Frequently failing runs using AWS Batch Spot

Hi,

I’m relatively new to Nextflow/Seqera and I’m hoping to get some help using AWS Batch compute environments for running pipelines.

I am currently using a spot provisioning model to run the nf-corre/methylseq pipeline and I find my runs failing because of instances being taken away from me (see screenshot). I understand that this is part of the deal with the spot model but it is now happening frequently enough that it’s affecting project timelines.

Reading around, it looks like batch parameters like max number of retries and spot price bid could help a bit. However, I’m hoping that there may some better solutions out there to reduce the frequency of such events

Appreciate any help/insight that you can provide!

Hi @sameer_abraham,

Options will vary depending on your cloud provider.

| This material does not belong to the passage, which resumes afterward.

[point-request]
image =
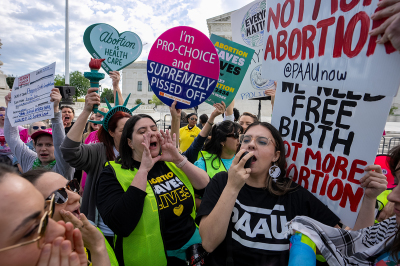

In Nextflow, the standard approach to handle spot instance interruptions is to automatically retry the task, which means the task will restart from the beginning each time it’s interrupted. While effective, this can add extra time and resource usage if interruptions happen frequently.

For more advanced handling, solutions like Fusion Snapshots in our enterprise offerings allow tasks to resume from their last checkpoint instead of starting over, significantly reducing the impact of interruptions.

Unfortunately, we can’t control how often spot instances are reclaimed; this depends on the policies of the specific cloud provider. You may want to check with them for any options to manage or minimize these interruptions.

Let us know if you have further questions!